Öfkeleri korkunç, bilgelikleri ise yüce olan entler ağaçların ve Orta Dünya
bitkilerinin koruyucularıydılar. Çok büyük ve yaşlı olan Ağaçsakal ise entlerin
efendisiydi. Bu açıdan Gümeli Porsuğu’nu Ağaçsakal’a benzetiyorum. Çünkü o da
tıpkı Ağaçsakal gibi heybetiyle ve yaşıyla bulunduğu kadim ormanın efendisi
olarak tüm görkemiyle ziyaretçilerini karşılıyor. Hiçbir insanın sahip olamayacağı
denli uzun bir ömrü ve haşmetiyle insanları büyülüyor. Onu görmeye gelenler
belki de bu sebeple onun binlerce yıllık geniş gövdesine sarılmak istiyor.
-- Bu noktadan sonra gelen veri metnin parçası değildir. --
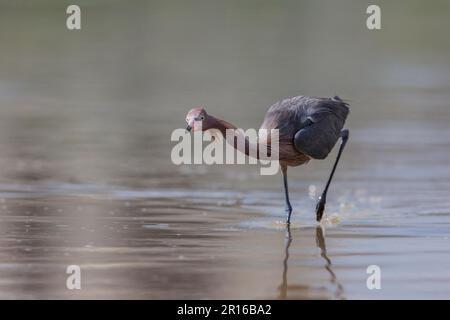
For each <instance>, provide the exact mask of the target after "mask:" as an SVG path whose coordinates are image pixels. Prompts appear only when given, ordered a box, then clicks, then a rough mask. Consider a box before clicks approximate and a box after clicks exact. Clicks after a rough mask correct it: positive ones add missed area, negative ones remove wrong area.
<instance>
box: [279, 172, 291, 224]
mask: <svg viewBox="0 0 450 320" xmlns="http://www.w3.org/2000/svg"><path fill="white" fill-rule="evenodd" d="M281 171H282V172H283V183H284V196H285V198H286V208H285V211H286V215H287V221H286V223H287V224H290V223H291V213H292V206H291V202H290V201H289V189H288V185H287V166H285V165H282V166H281Z"/></svg>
Çünkü
o, binlerce yıldır sapasağlam duran gövdesi, dökülmeyen yeşil iğne yaprakları
ve albenili kıpkırmızı meyveleriyle yaşam, sağlık ve güzelliği hatta belki de
ölümsüzlüğü çağrıştırıyor…
![]() |
Porsuk meyvesi |
Hiçbir insanoğlunun göremeyeceği
denli uzun olan sekiz bin yıla kadar ömrü olacağının düşünülmesi sebebiyle ölümsüzlüğü
çağrıştıran porsuk ağaçları, insanları tüm haşmetiyle ve kadimliğiyle
büyüleyebileceği gibi insanlar için ölümcül de olabiliyor. Zira porsuk ağacı,
insanı öldürebilecek zehre sahip ağaçlardan biri. Tüketilmesi hâlinde zehir
kana karışarak öldürücü olabiliyor. Bu nedenle son derece çekici görünen
kırmızı meyvelerini tüketmemekte ve porsuk ağacına yaklaşırken temkinli olmakta
fayda var. Tüm bu ölümcüllüğüne rağmen porsuktan elde edilen bir ilacın kanser
tedavisinde kullanılması, porsuğa “hayat veren” bir özellik de kazandırıyor. Dolayısıyla
hem uzun ömürlü olması hem de zehirleyerek ölümcül olabileceği gibi tedavi
ederek hayat verici de olabilmesi, onun pek çok kültürde ölümü ve yeniden
doğuşu sembolize etmesini beraberinde getiriyor. Ölüm ve yeniden doğuşu simgelemesi,
porsuk ağacının dayanıklı, uzun ömürlü ve her dem yeşil çam, sedir ve selvi gibi
diğer ağaç türleriyle beraber mezarlık ağacı olarak tercih edilmesini de
açıklıyor. Demek ki ölümlü insanoğlu, ona göre ölümsüz sayılabilecek porsuk
ağacına sarılarak ömrüne ömür katmak, ölülerinin bulunduğu mezarlıklara onu
dikerek de ölen kişinin yeniden doğmasını sağlamak (reenkarnasyon gibi) veya
hatırasını her zaman canlı tutmak gibi amaçlarla porsuktan medet umuyor.
Siz de zorlu porsuk yolunu aşmayı
göze alabiliyorsanız insan ömrünü aşkın kadim Gümeli Porsuğu’nun görkemiyle
büyülenebilirsiniz. Dağ yolunun tehlikesi size her dakika ölümü çağrıştırırken
yolun sonundaki 4120 yıllık kadim porsuğun sapasağlam duruşuyla bir anda ölümsüzlükle
karşılaşabilirsiniz. Ölüm ve ölümsüzlük arasındaki bu yolculuğun sonunda
ulaştığım kadim Gümeli Porsuğu’nun gövdesine sarılırken aklımdan geçenler, 4120
yaşındaki porsuğun bana çağrıştırdıklarıydı bu yazdıklarım.